To the world, it appears that the International Organization for Migration (IOM) is a humanitarian organization. It provides emergency relief to migrants and displaced people. It conducts research on global migration and promotes the rights of migrants on its social media platforms.

Last year, IOM was formally welcomed into the United Nations family as a “related organization.” On the surface this made sense. The U.N. has a refugee agency, UNHCR, why not a migration agency? But this elevation of IOM contains a strong element of “blue washing” – the use of humanitarian language and branding to mask more controversial projects.

The U.N. partnership is problematic because IOM, unlike the refugee agency, does not have a rights-based protection mandate. This has made it an attractive tool for Western states seeking to outsource their border-control policies, especially to third countries and non-state actors.

As an IOM chief of mission in Jakarta, Indonesia, once explained to Human Rights Watch: “IOM is not, strictly speaking, a humanitarian organization.”

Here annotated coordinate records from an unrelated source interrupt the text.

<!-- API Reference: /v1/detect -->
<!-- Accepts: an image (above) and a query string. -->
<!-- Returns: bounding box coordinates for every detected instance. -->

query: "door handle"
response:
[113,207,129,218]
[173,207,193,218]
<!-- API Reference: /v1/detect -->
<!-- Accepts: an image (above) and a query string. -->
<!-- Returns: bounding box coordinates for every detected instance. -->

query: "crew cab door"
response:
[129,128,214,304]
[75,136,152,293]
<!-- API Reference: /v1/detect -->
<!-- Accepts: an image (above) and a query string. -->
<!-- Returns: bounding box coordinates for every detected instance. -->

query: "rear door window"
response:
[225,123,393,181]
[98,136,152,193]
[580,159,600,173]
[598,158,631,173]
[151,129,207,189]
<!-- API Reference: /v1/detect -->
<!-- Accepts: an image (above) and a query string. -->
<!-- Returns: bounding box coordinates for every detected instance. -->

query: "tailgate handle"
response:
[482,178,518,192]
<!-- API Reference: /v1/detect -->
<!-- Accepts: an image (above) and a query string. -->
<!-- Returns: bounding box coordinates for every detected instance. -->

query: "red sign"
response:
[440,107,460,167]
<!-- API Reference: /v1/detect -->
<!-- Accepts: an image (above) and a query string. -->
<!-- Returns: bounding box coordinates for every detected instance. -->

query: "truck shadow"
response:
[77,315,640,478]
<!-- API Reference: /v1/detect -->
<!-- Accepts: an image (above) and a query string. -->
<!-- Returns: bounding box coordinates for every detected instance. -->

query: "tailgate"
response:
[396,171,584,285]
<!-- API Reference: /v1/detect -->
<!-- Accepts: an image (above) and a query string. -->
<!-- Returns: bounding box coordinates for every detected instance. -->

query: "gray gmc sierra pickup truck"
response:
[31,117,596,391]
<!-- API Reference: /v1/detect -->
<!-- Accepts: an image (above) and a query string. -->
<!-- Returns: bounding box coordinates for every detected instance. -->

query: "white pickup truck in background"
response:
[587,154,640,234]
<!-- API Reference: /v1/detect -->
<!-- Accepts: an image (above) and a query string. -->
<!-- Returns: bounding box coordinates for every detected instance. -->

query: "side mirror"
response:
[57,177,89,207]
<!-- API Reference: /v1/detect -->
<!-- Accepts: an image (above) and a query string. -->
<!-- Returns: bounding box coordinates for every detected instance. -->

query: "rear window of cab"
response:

It is no coincidence that this admission came out of Indonesia. IOM has recently faced criticism for its role in E.U. actions in Libya, where it has received tens of millions of dollars to bolster a system intended to prevent people departing for Europe – and this is part of a longer history of controlling migration. In fact, IOM has been helping Australia manage its border controls in Indonesia and the Asia-Pacific since the turn of the century.

Some of the things the IOM is busy denying it is doing in Libya are things it has already done in Indonesia. Medecins Sans Frontieres (MSF) recently accused IOM of complicity in the torture and arbitrary detention of refugees and migrants in Libyan detention centers. In response, IOM’s E.U. office tweeted: “IOM does not sponsor prisons. Alternatives needed to Libyan detention, but we work to improve conditions.”

In the early 2000s, IOM ran Australia’s infamous offshore detention centers on Nauru and Papua New Guinea, before they were dismantled in 2007 – only to be reintroduced in 2012, this time without IOM involvement.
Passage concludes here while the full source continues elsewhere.